Disadvantaged area payments are in line to be paid in the last week of September, according to the Department of Agriculture.

Eligibility inspections are needed to clear the way and progress the claims. It is hoped that more than the €120,000m to 60,000 farmers that was paid out last year will be paid out in the initial payment run. This would provide a much-needed boost to cashflows.

SFP query letters continue to be posted out and farmers should respond quickly to ensure their application is clear for payment.

Farmers will also receive the advance 50% payment worth over €500m in total from 16 October. However, the Commission is considering allowing 100% of direct support to be paid out to farmers from 16 October. The balance of direct payments is usually made on 1 December.

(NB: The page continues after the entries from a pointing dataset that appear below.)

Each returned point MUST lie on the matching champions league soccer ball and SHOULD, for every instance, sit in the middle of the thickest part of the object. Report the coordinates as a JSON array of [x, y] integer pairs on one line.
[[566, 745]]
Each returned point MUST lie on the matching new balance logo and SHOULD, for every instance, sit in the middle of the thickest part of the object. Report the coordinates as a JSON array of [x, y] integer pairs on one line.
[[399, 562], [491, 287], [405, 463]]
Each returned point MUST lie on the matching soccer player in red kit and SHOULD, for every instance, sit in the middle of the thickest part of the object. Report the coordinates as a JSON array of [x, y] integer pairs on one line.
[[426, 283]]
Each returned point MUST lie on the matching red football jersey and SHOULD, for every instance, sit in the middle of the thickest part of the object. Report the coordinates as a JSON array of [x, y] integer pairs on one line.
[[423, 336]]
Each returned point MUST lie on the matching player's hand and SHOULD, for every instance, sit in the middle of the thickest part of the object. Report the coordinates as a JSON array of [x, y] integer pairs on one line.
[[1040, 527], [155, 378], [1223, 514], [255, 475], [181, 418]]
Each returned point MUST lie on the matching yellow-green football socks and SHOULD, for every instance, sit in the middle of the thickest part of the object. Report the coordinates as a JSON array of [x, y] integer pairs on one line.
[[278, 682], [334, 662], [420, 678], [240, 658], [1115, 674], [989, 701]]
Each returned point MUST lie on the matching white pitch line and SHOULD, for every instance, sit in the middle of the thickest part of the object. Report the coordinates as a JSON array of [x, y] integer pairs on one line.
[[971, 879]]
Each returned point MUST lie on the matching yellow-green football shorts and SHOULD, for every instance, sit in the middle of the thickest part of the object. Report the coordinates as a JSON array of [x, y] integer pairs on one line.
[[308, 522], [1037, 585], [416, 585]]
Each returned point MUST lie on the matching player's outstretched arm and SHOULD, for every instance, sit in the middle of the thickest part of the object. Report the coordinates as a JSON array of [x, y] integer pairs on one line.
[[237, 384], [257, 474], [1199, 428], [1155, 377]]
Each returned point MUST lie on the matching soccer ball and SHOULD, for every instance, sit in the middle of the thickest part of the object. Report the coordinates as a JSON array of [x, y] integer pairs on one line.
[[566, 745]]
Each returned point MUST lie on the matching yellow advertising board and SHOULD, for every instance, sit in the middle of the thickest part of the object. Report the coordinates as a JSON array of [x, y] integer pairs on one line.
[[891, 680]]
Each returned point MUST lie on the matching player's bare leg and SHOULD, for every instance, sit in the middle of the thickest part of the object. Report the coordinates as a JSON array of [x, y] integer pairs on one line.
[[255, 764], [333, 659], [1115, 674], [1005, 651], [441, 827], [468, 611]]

The move is to try to take the pressure off those who are struggling with cashflow problems in the aftermath of the Russian food ban.

The Commission gave the green light to CAP emergency market measures worth €125m to ease the pressure in the perishable fruit and vegetable sectors.

It is still not clear whether these funds would come from the €423m agricultural crisis reserve taken from farmers SFP last year. Ireland contributed €12m to the crisis reserve fund, so if it is used, the amount paid back to farmers will be reduced in line with the percentage used.

Unused funds from this reserve are returned to farmers with their 2014 SFP. However, a new crisis reserve for 2015 has to be created by taking €433m or around 1% from all farmers’ direct payments.

The Commission is expected to announce further measures to help the market, such as aid to private storage for dairy, after the meeting of agri experts in Brussels today (Thursday).